CRANE e-Newsletter
Timothy P. Harrison

I am very pleased to announce the resumption of the CRANE Insider, our ‘in-house’ e-news communications platform. The CRANE Insider will include monthly reports and stories on the many projects and activities being conducted by researchers throughout the CRANE network, communicate upcoming conferences, workshops, and lectures of CRANE researchers, and celebrate the publications and research achievements of the CRANE research community. As the network of CRANE projects and researchers continues to grow and expand, we wish to maintain an active and open communications ‘channel’ that keeps everyone informed of our collective research activities and progress. We hope that each and everyone will communicate their news or announcements, so that the larger CRANE community remains informed, and all can benefit from our collective successes.

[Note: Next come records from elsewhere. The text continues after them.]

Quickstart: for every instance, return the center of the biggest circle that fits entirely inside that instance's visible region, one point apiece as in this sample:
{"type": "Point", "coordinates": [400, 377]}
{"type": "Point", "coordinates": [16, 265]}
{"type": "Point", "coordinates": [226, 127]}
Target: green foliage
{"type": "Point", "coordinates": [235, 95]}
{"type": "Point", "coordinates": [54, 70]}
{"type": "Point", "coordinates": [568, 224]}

To help launch the CRANE Insider, I am very pleased to report that SSHRC has formally approved our most recent institutional partner, the University of Central Florida, with Scott Branting as Co-Investigator. Scott is engaged in an exciting array of projects developing truly innovative archaeological applications in the fields of remote sensing (including the deployment of satellites to document cultural heritage), 3D data capture and modelling. As Jaime Weinman, our new CRANE writer, reports, CRANE will be partnering in Scott’s current project, DATCH, to equip archaeologists with augmented reality (AR) headsets designed to achieve total data capture in real time in the field.

In future issues of the CRANE Insider, we will provide updates on the progress of ongoing CRANE projects, and report on exciting new initiatives being developed, such as the Human-Environment Interaction Project, an ambitious initiative to build on CRANE’s current RCM Downscaling Project, and a developing partnership with Cambridge University Press to launch a Cambridge Elements series on the City in the Ancient Mediterranean World (in the tradition of the Cambridge Ancient History series), that will link CRANE data with ‘state-of-the-field’ publications (or Elements) tracing the historical development of the city in the ancient Mediterranean world through time and space.

As the CRANE network continues to grow, I anticipate that our communications will expand as well, both internally and with the broader research community and the public, and it will engage a wider range of media platforms. In the meantime, PLEASE share with us any news or announcements you might have.